1 reply to this topic

[repeatcell]

Hi

I prepared my protein samples in SDS sample buffer and ran a gel using Invitrogen pre-casted gel and used a protein marker (pre-stained) on a PVDF membrane. When I did immunoblotting of my samples, I now get an actin band at 55 KDa with one antibody (Neomarkers) and at 82 KDa with another antibody (Sigma) which is of course higher than the normal mol. wt of 42KDa for actin. Both the antibodies are doing well with samples of other people. Any ideas what I am doing wrong??

Thank you in advance for your help!!

Edited by repeatcell, 18 June 2009 - 12:17 PM.

[Nrelo]

repeatcell, on Jun 18 2009, 12:11 PM, said:

Hi

I prepared my protein samples in SDS sample buffer and ran a gel using Invitrogen pre-casted gel and used a protein marker (pre-stained) on a PVDF membrane. When I did immunoblotting of my samples, I now get an actin band at 55 KDa with one antibody (Neomarkers) and at 82 KDa with another antibody (Sigma) which is of course higher than the normal mol. wt of 42KDa for actin. Both the antibodies are doing well with samples of other people. Any ideas what I am doing wrong??

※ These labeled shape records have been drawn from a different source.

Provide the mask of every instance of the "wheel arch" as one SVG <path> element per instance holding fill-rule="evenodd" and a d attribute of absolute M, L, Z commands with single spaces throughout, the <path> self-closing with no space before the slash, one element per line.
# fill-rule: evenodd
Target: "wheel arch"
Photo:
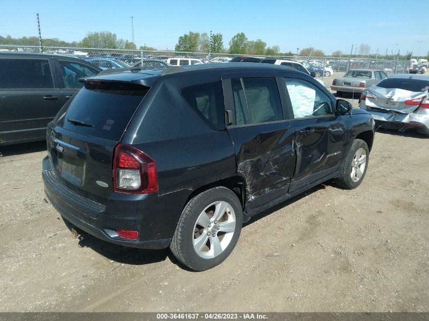
<path fill-rule="evenodd" d="M 364 140 L 368 146 L 368 149 L 370 150 L 370 152 L 371 151 L 373 143 L 374 142 L 374 133 L 372 130 L 362 131 L 356 135 L 354 139 Z"/>
<path fill-rule="evenodd" d="M 188 196 L 185 204 L 183 204 L 183 207 L 184 208 L 188 202 L 196 195 L 211 188 L 218 186 L 223 186 L 232 191 L 238 197 L 241 204 L 242 209 L 244 209 L 246 201 L 246 182 L 243 177 L 238 175 L 203 185 L 194 190 Z"/>

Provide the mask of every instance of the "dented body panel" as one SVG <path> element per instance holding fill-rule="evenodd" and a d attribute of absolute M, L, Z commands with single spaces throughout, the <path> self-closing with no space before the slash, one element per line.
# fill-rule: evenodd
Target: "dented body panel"
<path fill-rule="evenodd" d="M 252 208 L 278 196 L 277 192 L 287 193 L 296 158 L 291 122 L 238 127 L 228 131 L 235 148 L 237 173 L 246 183 L 245 205 L 251 203 Z"/>

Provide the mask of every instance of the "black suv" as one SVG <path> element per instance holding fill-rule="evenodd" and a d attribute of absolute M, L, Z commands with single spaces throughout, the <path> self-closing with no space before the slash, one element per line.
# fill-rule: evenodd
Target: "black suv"
<path fill-rule="evenodd" d="M 0 53 L 0 145 L 43 140 L 46 125 L 101 69 L 70 56 Z"/>
<path fill-rule="evenodd" d="M 45 190 L 73 225 L 219 264 L 243 222 L 328 179 L 358 186 L 374 137 L 302 73 L 266 64 L 105 71 L 48 125 Z"/>

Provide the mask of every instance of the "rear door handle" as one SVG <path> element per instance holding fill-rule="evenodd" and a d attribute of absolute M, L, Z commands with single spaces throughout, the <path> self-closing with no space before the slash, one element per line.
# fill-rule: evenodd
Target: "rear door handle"
<path fill-rule="evenodd" d="M 58 96 L 44 96 L 43 99 L 45 100 L 57 100 L 59 99 Z"/>
<path fill-rule="evenodd" d="M 299 133 L 300 134 L 304 134 L 305 135 L 307 135 L 307 134 L 311 134 L 311 133 L 314 132 L 314 128 L 308 128 L 307 129 L 303 129 L 302 130 L 300 130 Z"/>

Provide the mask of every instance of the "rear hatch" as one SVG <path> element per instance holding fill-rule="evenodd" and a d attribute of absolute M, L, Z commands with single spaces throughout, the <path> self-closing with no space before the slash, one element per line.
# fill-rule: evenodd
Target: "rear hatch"
<path fill-rule="evenodd" d="M 411 78 L 387 78 L 368 89 L 367 108 L 374 111 L 410 114 L 427 99 L 429 81 Z"/>
<path fill-rule="evenodd" d="M 48 126 L 50 161 L 63 184 L 106 203 L 113 191 L 115 146 L 149 89 L 129 82 L 86 81 Z"/>

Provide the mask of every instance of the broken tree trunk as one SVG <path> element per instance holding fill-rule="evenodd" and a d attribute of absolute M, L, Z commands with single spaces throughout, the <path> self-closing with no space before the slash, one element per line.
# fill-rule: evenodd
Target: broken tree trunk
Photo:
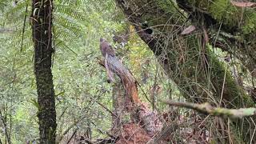
<path fill-rule="evenodd" d="M 153 137 L 156 132 L 159 131 L 162 128 L 162 122 L 157 114 L 157 113 L 150 110 L 150 108 L 141 102 L 138 95 L 137 82 L 135 78 L 130 73 L 130 71 L 126 68 L 114 55 L 105 56 L 104 66 L 106 70 L 110 70 L 107 74 L 116 74 L 121 79 L 122 85 L 125 90 L 125 102 L 124 106 L 128 112 L 130 113 L 131 123 L 126 123 L 123 126 L 123 133 L 125 135 L 130 135 L 133 141 L 137 139 L 142 140 L 139 138 L 143 137 L 143 142 L 148 142 L 151 137 Z M 117 100 L 118 98 L 116 98 Z M 118 121 L 122 121 L 118 119 Z M 134 128 L 133 128 L 134 127 Z M 137 127 L 138 129 L 134 129 Z M 130 133 L 130 130 L 134 130 Z M 137 131 L 137 132 L 136 132 Z M 139 137 L 134 135 L 134 132 L 139 133 Z M 119 140 L 122 143 L 122 141 L 127 141 L 127 137 L 123 136 Z M 128 137 L 128 138 L 130 138 Z M 129 140 L 128 140 L 129 141 Z"/>

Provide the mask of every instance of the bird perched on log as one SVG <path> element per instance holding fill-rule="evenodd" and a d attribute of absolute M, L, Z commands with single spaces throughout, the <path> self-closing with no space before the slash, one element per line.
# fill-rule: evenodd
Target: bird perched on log
<path fill-rule="evenodd" d="M 109 42 L 107 42 L 104 38 L 100 38 L 100 50 L 102 51 L 102 56 L 105 58 L 104 59 L 104 66 L 106 70 L 106 74 L 107 74 L 107 82 L 110 83 L 114 82 L 114 74 L 111 71 L 111 69 L 110 68 L 110 65 L 108 62 L 108 59 L 110 58 L 114 58 L 114 51 L 112 49 L 112 46 Z"/>

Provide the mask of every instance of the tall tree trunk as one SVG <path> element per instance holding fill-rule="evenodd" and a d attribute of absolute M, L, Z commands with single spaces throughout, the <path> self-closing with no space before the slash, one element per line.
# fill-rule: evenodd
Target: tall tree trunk
<path fill-rule="evenodd" d="M 39 141 L 55 143 L 56 111 L 53 75 L 51 73 L 52 0 L 33 0 L 32 36 L 34 42 L 34 74 L 39 106 Z"/>

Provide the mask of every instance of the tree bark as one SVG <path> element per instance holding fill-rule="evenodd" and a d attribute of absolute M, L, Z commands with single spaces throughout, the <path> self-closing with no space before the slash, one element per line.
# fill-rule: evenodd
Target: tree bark
<path fill-rule="evenodd" d="M 55 143 L 56 111 L 53 75 L 51 73 L 52 0 L 33 0 L 32 37 L 34 42 L 34 74 L 39 106 L 39 142 Z"/>
<path fill-rule="evenodd" d="M 207 26 L 203 18 L 198 22 L 199 33 L 184 36 L 181 34 L 184 25 L 191 22 L 172 1 L 116 2 L 188 101 L 228 108 L 254 106 L 251 98 L 236 85 L 228 67 L 206 46 L 208 35 L 204 31 Z M 247 122 L 244 125 L 240 122 L 234 122 L 241 126 L 236 130 L 253 133 L 254 128 L 249 129 Z M 242 138 L 253 138 L 248 134 L 245 132 Z"/>

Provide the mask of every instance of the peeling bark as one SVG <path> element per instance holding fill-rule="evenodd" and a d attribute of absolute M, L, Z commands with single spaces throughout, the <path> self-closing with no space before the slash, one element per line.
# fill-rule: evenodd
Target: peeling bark
<path fill-rule="evenodd" d="M 37 82 L 39 142 L 55 143 L 56 111 L 51 73 L 52 0 L 33 0 L 32 37 L 34 43 L 34 74 Z"/>

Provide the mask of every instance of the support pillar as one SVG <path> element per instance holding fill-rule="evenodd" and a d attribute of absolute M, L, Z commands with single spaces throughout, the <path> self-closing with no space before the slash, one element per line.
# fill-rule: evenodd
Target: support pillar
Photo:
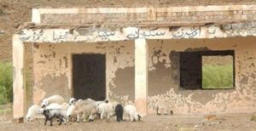
<path fill-rule="evenodd" d="M 135 40 L 135 104 L 137 111 L 148 113 L 148 45 L 146 39 Z"/>
<path fill-rule="evenodd" d="M 17 34 L 13 36 L 13 75 L 14 118 L 20 121 L 25 113 L 26 81 L 24 76 L 24 44 Z"/>

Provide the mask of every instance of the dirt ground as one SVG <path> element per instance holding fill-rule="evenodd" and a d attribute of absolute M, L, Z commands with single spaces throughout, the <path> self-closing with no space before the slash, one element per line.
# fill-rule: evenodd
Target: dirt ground
<path fill-rule="evenodd" d="M 115 122 L 115 117 L 111 117 L 110 122 L 96 119 L 91 122 L 68 122 L 66 125 L 58 126 L 58 122 L 54 122 L 53 126 L 49 122 L 44 125 L 44 120 L 26 122 L 23 123 L 12 122 L 5 119 L 0 120 L 0 130 L 204 130 L 204 131 L 253 131 L 256 130 L 256 122 L 251 122 L 253 114 L 219 114 L 216 116 L 205 115 L 177 115 L 157 116 L 149 115 L 143 117 L 140 122 L 125 121 Z M 9 116 L 8 116 L 9 117 Z M 3 119 L 4 117 L 0 117 Z"/>

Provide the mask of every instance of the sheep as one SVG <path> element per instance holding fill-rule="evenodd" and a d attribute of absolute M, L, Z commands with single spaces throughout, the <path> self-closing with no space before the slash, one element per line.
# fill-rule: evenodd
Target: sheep
<path fill-rule="evenodd" d="M 89 116 L 89 122 L 93 121 L 94 114 L 98 111 L 96 101 L 87 99 L 80 102 L 77 102 L 68 107 L 66 117 L 69 118 L 73 115 L 77 115 L 77 122 L 79 122 L 79 115 L 83 114 L 84 122 L 86 122 L 85 117 Z"/>
<path fill-rule="evenodd" d="M 119 122 L 123 121 L 124 109 L 123 109 L 122 105 L 118 104 L 115 106 L 114 112 L 115 112 L 115 115 L 116 115 L 116 121 Z"/>
<path fill-rule="evenodd" d="M 28 111 L 27 111 L 27 114 L 26 116 L 26 118 L 28 122 L 32 122 L 33 121 L 34 118 L 37 118 L 38 117 L 38 110 L 40 109 L 41 107 L 38 105 L 33 105 L 32 106 L 30 106 L 28 108 Z"/>
<path fill-rule="evenodd" d="M 52 95 L 49 98 L 43 100 L 41 105 L 42 108 L 44 108 L 51 103 L 62 104 L 63 102 L 64 102 L 63 97 L 60 95 Z"/>
<path fill-rule="evenodd" d="M 66 123 L 65 116 L 67 108 L 68 108 L 67 103 L 62 103 L 61 105 L 59 105 L 57 103 L 52 103 L 49 105 L 43 111 L 43 114 L 45 117 L 44 125 L 46 125 L 48 120 L 50 121 L 50 125 L 52 125 L 52 119 L 54 117 L 56 117 L 60 120 L 59 125 L 61 125 L 62 122 Z"/>
<path fill-rule="evenodd" d="M 105 103 L 105 101 L 96 101 L 97 105 L 99 106 L 101 104 Z"/>
<path fill-rule="evenodd" d="M 103 117 L 107 116 L 108 121 L 112 110 L 112 105 L 108 103 L 108 100 L 106 100 L 105 102 L 100 104 L 98 105 L 98 113 L 101 115 L 101 119 L 102 120 Z"/>
<path fill-rule="evenodd" d="M 132 105 L 127 105 L 124 108 L 124 114 L 130 117 L 131 121 L 140 121 L 141 116 L 137 113 L 136 108 Z"/>
<path fill-rule="evenodd" d="M 68 105 L 71 105 L 74 104 L 75 102 L 77 102 L 77 100 L 75 98 L 71 98 L 69 100 Z"/>
<path fill-rule="evenodd" d="M 61 109 L 44 109 L 43 114 L 45 117 L 44 125 L 46 125 L 47 121 L 49 121 L 50 126 L 52 126 L 52 120 L 55 117 L 59 119 L 59 125 L 61 125 L 63 121 L 65 122 L 65 116 L 63 116 L 62 111 Z"/>
<path fill-rule="evenodd" d="M 161 114 L 165 114 L 167 115 L 168 112 L 170 111 L 171 115 L 173 114 L 172 111 L 170 110 L 170 106 L 168 105 L 168 103 L 166 103 L 166 101 L 158 101 L 156 104 L 156 114 L 157 115 L 161 115 Z"/>

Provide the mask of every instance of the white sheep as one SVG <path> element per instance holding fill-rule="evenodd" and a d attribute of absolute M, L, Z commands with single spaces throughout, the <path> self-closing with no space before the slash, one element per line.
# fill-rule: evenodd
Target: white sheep
<path fill-rule="evenodd" d="M 98 113 L 101 115 L 101 119 L 103 119 L 103 117 L 106 116 L 108 120 L 109 120 L 110 113 L 113 111 L 113 107 L 110 103 L 103 102 L 98 106 Z"/>
<path fill-rule="evenodd" d="M 42 105 L 42 108 L 44 108 L 51 103 L 57 103 L 57 104 L 61 105 L 63 102 L 64 102 L 63 97 L 61 97 L 60 95 L 52 95 L 50 97 L 48 97 L 48 98 L 43 100 L 41 105 Z"/>
<path fill-rule="evenodd" d="M 33 105 L 28 108 L 26 118 L 28 122 L 33 121 L 34 118 L 39 117 L 38 110 L 41 107 L 38 105 Z"/>
<path fill-rule="evenodd" d="M 77 100 L 75 98 L 71 98 L 69 100 L 68 105 L 71 105 L 74 104 L 75 102 L 77 102 Z"/>
<path fill-rule="evenodd" d="M 124 107 L 124 114 L 129 116 L 131 121 L 141 120 L 141 116 L 137 113 L 136 107 L 132 105 L 127 105 Z"/>
<path fill-rule="evenodd" d="M 45 122 L 48 120 L 51 121 L 53 117 L 57 117 L 60 120 L 61 119 L 61 122 L 63 121 L 64 123 L 66 123 L 67 120 L 65 118 L 65 116 L 68 107 L 68 104 L 65 102 L 61 105 L 57 103 L 52 103 L 49 105 L 43 110 L 43 114 L 45 116 L 46 118 Z"/>
<path fill-rule="evenodd" d="M 172 111 L 170 109 L 168 103 L 166 101 L 163 101 L 163 100 L 158 101 L 155 104 L 155 106 L 156 106 L 156 114 L 157 115 L 161 115 L 161 114 L 167 115 L 168 112 L 170 112 L 172 115 L 172 113 L 173 113 Z"/>
<path fill-rule="evenodd" d="M 87 99 L 80 102 L 70 105 L 67 111 L 66 117 L 67 118 L 73 115 L 77 115 L 77 122 L 79 122 L 79 115 L 83 115 L 84 122 L 86 122 L 86 117 L 89 116 L 89 122 L 93 121 L 94 115 L 98 111 L 97 105 L 95 100 Z"/>

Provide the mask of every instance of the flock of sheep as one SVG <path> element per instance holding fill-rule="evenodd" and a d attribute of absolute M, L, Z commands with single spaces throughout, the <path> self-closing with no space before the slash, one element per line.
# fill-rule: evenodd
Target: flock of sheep
<path fill-rule="evenodd" d="M 158 115 L 167 114 L 169 107 L 165 102 L 158 102 L 156 104 L 156 112 Z M 172 111 L 171 111 L 172 115 Z M 26 120 L 31 122 L 38 116 L 44 116 L 46 125 L 47 122 L 50 122 L 50 126 L 53 125 L 52 121 L 57 118 L 60 122 L 66 123 L 69 121 L 76 120 L 80 122 L 80 117 L 84 122 L 92 122 L 96 117 L 107 117 L 109 121 L 110 116 L 116 116 L 116 121 L 123 121 L 124 117 L 129 117 L 131 121 L 140 121 L 141 115 L 137 111 L 137 109 L 132 105 L 126 105 L 123 107 L 121 104 L 117 102 L 95 101 L 91 99 L 79 100 L 74 98 L 69 100 L 68 104 L 64 102 L 63 97 L 60 95 L 53 95 L 43 100 L 41 106 L 33 105 L 29 107 Z"/>

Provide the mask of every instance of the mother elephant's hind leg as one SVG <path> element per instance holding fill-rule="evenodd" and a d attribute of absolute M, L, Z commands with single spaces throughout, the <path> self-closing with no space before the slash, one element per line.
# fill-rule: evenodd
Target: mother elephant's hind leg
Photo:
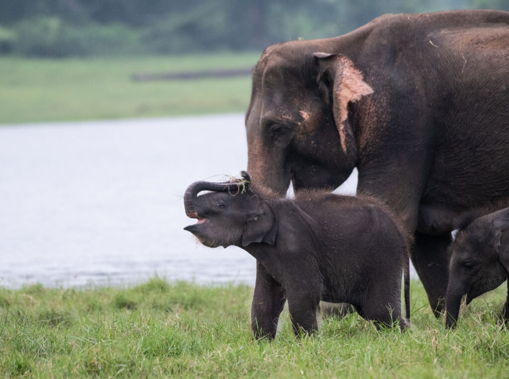
<path fill-rule="evenodd" d="M 450 233 L 428 236 L 416 232 L 415 243 L 411 253 L 412 263 L 426 290 L 431 309 L 437 318 L 444 306 L 450 260 L 447 249 L 450 242 Z"/>

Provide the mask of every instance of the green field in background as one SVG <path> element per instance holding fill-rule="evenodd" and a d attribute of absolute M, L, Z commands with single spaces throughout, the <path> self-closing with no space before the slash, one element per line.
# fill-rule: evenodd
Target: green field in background
<path fill-rule="evenodd" d="M 286 308 L 275 341 L 253 341 L 252 288 L 169 284 L 0 287 L 0 376 L 507 377 L 506 287 L 462 307 L 451 331 L 411 284 L 412 327 L 377 330 L 356 314 L 296 339 Z"/>
<path fill-rule="evenodd" d="M 0 59 L 0 124 L 245 112 L 248 76 L 136 82 L 132 75 L 254 67 L 260 52 L 90 60 Z"/>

Thank you in advance for your help!!

Pre-stained markers are only for rough estimation of M.W. The dye conjugated to the protein can affect their migartion. Their migration can be very different in gels with different compositions or % acrylamide (migration of your proteins is also a matter). If you have a positive control in the gel, stick to that control

I got experience on this: I used pre-stained markers from two brands. A 65kDa band from brand A was at the same position of a 140kDa band from brand B in 10% gel...

Edited by Nrelo, 21 June 2009 - 07:03 AM.